BH: Almost all the songs and poems are genuine, although often from pro or pre leptic periods, but I occasionally changed this or that to make a point. So far as I recall the poems in the first draft of Birds are all genuine, and the only one I invented in the final version was the "jade plate" rhyme. Then in Stone I made up the Yuan Pen song in the prologue, half of the "In darkness languishes the precious stone" poem, half of the King of Chao's "cluck-cluck!" charm song (the king and his Golden Girls actually existed, incidentally, and were very close to my description), the boys' rhymes in the Wolf section, and half of the Gilgamesh "In the house of dust" poem. In Gentlemen - let's see…Master Li's impromptu "Purpose grave" rhyme at the beginning, but note that the Li Po poem preceding it is quite real. (Hell, even the hawker's "Soothing syrups" pitch is real, as is the little girls' "Cymbals a pair.") Also "Goat, goat, jump the wall", and perhaps a third of the Book of Odes - just the bit directly about the cavalier. Also the cavalier bit in "Blue raccoons are weeping blood" (Li Ho really did write the rest). The long poem "O soul, come back!" is quite genuine, except it's cobbled together to suit my purposes, and also genuine is Hayseed Hong's "I be a farmer", although the puppet play itself is largely my own invention.

JK: What noise has been made about making a Master Li movie?

BH: Everybody turned it down except Paramount, where it eventually reached the desk of a senior vice president who exclaimed, "Gooks?
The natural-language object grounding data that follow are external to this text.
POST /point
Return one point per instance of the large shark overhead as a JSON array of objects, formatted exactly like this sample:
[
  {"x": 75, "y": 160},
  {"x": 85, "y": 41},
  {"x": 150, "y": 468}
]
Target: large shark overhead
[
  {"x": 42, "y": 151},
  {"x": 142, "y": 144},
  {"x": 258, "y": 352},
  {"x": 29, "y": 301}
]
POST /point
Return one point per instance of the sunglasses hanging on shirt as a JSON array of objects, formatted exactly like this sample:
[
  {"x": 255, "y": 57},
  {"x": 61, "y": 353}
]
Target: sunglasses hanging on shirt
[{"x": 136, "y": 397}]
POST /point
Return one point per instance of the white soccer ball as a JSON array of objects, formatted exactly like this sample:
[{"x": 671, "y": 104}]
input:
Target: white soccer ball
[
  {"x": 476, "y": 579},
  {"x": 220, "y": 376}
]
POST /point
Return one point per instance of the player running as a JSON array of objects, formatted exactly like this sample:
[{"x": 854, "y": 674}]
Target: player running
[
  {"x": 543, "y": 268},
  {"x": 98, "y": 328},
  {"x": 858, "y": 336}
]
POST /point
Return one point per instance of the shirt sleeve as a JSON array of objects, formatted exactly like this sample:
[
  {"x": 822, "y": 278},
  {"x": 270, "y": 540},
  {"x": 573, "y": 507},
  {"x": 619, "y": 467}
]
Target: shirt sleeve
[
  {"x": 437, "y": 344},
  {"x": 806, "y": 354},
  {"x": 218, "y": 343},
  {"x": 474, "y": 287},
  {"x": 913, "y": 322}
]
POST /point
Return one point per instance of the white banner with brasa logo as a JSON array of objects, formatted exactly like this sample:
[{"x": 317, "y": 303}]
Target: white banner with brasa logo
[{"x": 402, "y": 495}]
You want me to make a movie about gooks? And not even modern gooks?" Exit the silver screen.

JK: Mike Berro's web site includes images of all the covers of nearly every edition of the books. He has one image of the cover of the publisher's galley proof, where some editor or marketing executive scrawled, "SF?" Apparently, there was some initial confusion over how to pigeonhole your writing into a standard genre! Are you comfortable with the "Fantasy" label and the readership it has targeted?

BH: Hell no I'm not comfortable with the "fantasy" label, but I have to admit there isn't another one more apt. In my innocence I thought - and still think - that I'd created a new form, and Doubleday's decision to distribute my books to Fantasy/SF outlets only was the last straw.